Stöckchen werfen sollte ohnehin unterbleiben - wer einmal mit einem Hund, durch dessen Rachen ein Stock gebohrt war, in die Notfallaufnahme der nächsten Tierklinik gerast ist, weiß, wovon ich rede............
Sinnig ist auch, darüber nachzudenken, was einen selbst an anderen Hunden bzw. deren Haltern stört. Mögen Sie es, wenn z.B. ständig Rüden an Ihre gepflegte Hecke pinkeln und sie schon wiederholt neue Pflanzen setzen musste, weil diese beschädigt werden? Oder Hunde, die wie wild auf andere losstürmen und an allem und jedem hochspringen? Wie wirken Hundehalter auf Sie, die von Ihren Hunden an der Leine hinterhergezogen werden oder gar selbst schreiend und gestikulierend hinter Ihnen herrennen, weil diese das Komm-Komando ignorieren?

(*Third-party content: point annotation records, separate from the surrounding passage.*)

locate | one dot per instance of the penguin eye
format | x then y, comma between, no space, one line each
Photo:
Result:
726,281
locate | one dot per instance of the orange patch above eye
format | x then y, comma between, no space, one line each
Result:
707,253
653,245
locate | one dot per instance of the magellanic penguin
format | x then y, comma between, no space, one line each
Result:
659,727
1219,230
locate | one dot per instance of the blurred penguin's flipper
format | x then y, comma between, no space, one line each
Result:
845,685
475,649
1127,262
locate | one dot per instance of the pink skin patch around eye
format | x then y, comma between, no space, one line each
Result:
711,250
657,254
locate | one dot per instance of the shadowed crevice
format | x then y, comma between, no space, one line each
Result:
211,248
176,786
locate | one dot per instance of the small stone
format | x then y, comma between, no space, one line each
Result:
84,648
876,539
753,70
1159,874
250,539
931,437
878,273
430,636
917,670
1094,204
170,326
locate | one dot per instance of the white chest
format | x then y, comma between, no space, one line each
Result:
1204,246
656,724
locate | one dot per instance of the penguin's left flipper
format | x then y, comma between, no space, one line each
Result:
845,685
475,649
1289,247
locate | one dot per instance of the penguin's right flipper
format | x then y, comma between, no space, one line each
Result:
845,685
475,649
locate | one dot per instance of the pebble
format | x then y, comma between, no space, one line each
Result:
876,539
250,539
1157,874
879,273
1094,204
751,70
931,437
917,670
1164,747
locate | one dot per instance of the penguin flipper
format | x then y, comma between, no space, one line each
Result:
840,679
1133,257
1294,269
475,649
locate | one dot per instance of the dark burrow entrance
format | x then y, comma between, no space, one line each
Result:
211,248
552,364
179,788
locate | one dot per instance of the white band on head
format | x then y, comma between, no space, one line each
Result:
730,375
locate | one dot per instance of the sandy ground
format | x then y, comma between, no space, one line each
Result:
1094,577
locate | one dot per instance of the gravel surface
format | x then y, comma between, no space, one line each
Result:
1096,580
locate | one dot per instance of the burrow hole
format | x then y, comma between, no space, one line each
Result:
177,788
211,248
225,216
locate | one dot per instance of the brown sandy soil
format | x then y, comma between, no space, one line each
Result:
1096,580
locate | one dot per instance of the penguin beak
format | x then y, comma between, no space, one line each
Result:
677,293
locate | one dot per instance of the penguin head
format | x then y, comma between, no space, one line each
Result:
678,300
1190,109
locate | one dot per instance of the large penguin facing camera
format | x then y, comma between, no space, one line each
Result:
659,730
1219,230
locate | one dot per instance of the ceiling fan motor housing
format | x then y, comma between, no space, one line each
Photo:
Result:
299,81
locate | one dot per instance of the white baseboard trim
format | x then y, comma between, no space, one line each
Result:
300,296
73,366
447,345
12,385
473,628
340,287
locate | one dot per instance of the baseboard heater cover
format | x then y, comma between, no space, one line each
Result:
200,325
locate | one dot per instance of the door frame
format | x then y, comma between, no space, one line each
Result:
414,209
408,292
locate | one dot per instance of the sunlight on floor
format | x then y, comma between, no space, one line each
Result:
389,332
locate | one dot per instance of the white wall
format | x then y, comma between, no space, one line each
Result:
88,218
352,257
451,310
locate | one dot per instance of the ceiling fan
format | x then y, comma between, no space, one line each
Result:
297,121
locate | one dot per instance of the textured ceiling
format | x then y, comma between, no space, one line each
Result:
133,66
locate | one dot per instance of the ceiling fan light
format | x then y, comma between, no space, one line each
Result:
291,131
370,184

Ganz zu schweigen von den "Tretminen" durch die nicht weggeräumten Hinterlassenschaften der Vierbeiner! Es liegt an Ihnen, aus Ihrem Hund einen angenehmen "Lebensgefährten" zu machen!!

Nutzen Sie die Welpenzeit, in der vieles einfacher ist als in der Erwachsenenzeit!
Ihr Welpe lernt - von Anfang an - leider auch die negativen Dinge!!

Prägen Sie Ihren Toller positiv- nur so haben Sie ein Hundeleben lang Freude miteinander!